Johnston was invited to design not just Townley Hall itself but also a number of ancillary buildings, including a new stableyard. His plans for this survive and are dated between 1799 (work being initiated on the site in May of that year) and 1804. The intention was to build around a rectangular courtyard with coach house and grainstore topped by a cupola on the north side, and stables coming forward to its immediate east and west. The south side was to be taken up by screen wall with arched entrance. Sadly this scheme was never realized, possibly for financial reasons (like many other house builders before and since, Blayney Townley Balfour discovered the initial budget was insufficient).

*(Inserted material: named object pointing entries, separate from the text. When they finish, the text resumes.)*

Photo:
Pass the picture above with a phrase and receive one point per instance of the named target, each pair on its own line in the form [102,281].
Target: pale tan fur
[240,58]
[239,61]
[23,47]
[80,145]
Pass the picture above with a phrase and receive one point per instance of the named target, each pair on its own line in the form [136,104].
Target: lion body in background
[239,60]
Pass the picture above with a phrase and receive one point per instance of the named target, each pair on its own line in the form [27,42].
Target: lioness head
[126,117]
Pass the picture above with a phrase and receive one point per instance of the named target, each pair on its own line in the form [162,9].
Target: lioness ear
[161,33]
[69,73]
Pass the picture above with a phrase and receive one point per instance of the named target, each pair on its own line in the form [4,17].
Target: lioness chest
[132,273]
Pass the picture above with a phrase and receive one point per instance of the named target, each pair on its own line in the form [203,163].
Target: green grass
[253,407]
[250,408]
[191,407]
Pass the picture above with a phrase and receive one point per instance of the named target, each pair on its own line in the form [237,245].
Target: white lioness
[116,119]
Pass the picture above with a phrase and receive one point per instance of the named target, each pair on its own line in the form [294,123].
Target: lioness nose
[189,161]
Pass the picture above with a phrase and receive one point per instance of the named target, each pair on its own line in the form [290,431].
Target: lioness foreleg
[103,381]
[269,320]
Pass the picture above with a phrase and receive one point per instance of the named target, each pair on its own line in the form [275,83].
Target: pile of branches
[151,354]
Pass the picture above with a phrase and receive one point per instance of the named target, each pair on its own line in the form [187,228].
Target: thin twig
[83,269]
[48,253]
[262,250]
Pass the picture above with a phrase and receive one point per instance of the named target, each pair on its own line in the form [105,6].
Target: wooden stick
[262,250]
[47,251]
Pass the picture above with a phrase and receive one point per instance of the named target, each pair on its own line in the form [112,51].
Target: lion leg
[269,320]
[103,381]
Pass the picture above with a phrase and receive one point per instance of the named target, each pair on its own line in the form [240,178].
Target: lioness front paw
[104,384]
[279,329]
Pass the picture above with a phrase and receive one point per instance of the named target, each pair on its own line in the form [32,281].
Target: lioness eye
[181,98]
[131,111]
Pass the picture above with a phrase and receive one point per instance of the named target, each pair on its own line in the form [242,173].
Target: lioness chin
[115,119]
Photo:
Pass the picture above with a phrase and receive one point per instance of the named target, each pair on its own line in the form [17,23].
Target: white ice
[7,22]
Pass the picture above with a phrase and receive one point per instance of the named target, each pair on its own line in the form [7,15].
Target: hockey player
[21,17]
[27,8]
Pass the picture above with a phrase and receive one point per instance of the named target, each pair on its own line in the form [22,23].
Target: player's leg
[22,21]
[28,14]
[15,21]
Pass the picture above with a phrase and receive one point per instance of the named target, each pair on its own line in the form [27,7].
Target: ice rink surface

Instead, while the northern range was constructed, it lacked the proposed cupola, and only the western range of stables were finished; a terrace of single-storey cottages runs along the eastern side of the site. Likewise the south wall with entrance arch was left unbuilt, and even a modified plan for railings with piers went unrealized. A drawing of the plan survives a penciled note reading ‘not built yet – 1837 FTB’, those initials standing for Lady Florence Townley Balfour (daughter of the first Earl of Enniskillen) who had married Blayney Townley Balfour in 1797.
As is well known, Townley Hall was sold by the heirs of the Townley Balfour family in the 1950s and, having been owned for a short period of time by Trinity College Dublin, was sold again with the Land Commission taking the greater part of the surrounding estate. Many of the ancillary buildings are no longer part of Townley Hall, including the former stableyard. Almost every other part of the former estate has been restored and brought into use, but sadly this element, which is, it seems, independently owned, has languished in neglect for a number of years, and is now in poor repair. Even if not as originally intended by Johnston, the yard remains associated with what is widely judged to be his masterpiece, and accordingly deserves a better fate.